Among critics of the voted-down Teamsters-UPS health-care proposal is the Teamsters for a Democratic Union (TDU). “After being forced by the Vote No movement to reverse many healthcare cuts, the International Union is pulling out all the stops to push for members to approve the rejected contract supplements,” TDU said after IBT’s September meeting. … “Members voted ‘No’ [in June] to stop healthcare cuts, protect their benefits and win improvements in their supplements.”

Meanwhile, UPS is also dealing with how to bring down its healthcare costs for white-collar workers.

In a memo issued to employees recently, the company explained why, beginning in January, it will no longer provide spousal healthcare benefits to those spouses of UPS employees who work and are eligible for coverage form their own employer.

“Since the Affordable Care Act requires employers to provide affordable coverage, your spouse should be covered by their own employer— just as UPS has a responsibility to offer coverage to you, our employee,” stated the company.

The memo advised that about 33,000 spouses were currently covered under the UPS plan and “about 15,000 of these would have health care coverage available through their own employers.”

The package-delivery giant UPS pointed out that it had considered implementing a premium increase to cover spouses, but opted to limit eligibility as “one way to manage ongoing health care costs, now and into the future…”

UPS also noted that its decision was informed by considering what other firms were doing and said it found that “35% of those companies [researched] plan to exclude working spouses eligible for their own employer’s coverage in 2014.”

Dropping spousal coverage may well be the tip of an iceberg.
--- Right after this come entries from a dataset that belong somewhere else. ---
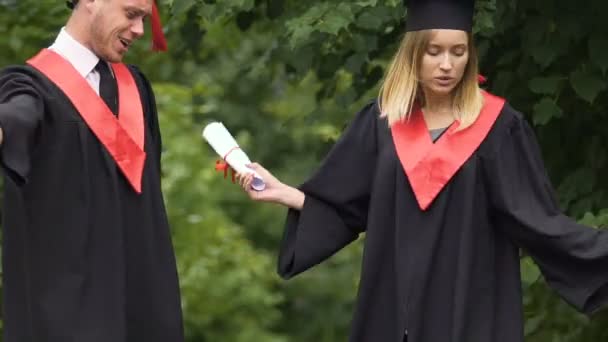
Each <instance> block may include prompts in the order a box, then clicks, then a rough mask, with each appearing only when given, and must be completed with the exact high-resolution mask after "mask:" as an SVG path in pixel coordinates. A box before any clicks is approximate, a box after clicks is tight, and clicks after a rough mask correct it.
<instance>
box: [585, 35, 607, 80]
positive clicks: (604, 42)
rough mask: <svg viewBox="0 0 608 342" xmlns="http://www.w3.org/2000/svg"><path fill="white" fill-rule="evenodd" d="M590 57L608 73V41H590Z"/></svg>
mask: <svg viewBox="0 0 608 342" xmlns="http://www.w3.org/2000/svg"><path fill="white" fill-rule="evenodd" d="M589 57H590V58H591V61H592V62H593V63H595V65H597V66H598V67H600V69H601V70H602V73H603V74H606V71H608V39H606V38H599V37H594V38H592V39H590V40H589Z"/></svg>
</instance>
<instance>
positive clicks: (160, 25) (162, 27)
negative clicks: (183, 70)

Consider that management-consultant firm Oliver Wyman said results of its recent survey on employer-sponsored healthcare of over 1,300 firms “paint a nuanced, compelling picture of a major public institution on the verge sweeping change.”

Only 8% of employers said they planned to discontinue coverage, and 42% said they planned to maintain the status quo,” the survey found. “But two-thirds said healthcare costs were unsustainable at current rates of medical inflation— and more than half would find them unsustainable even if medical trend fell by five percentage points.”

Oliver Wyman sought reaction to “the two alternative models that are gaining the most traction in the marketplace: private healthcare exchanges and value-based networks.” It found that 20% of employers were “willing to try them even if they saved no money” and an additional 50% were interested “if they saved money.”

The consultancy said employers also showed interest in working with benefits consultants on private exchanges or contracting directly with healthcare providers on value-based networks.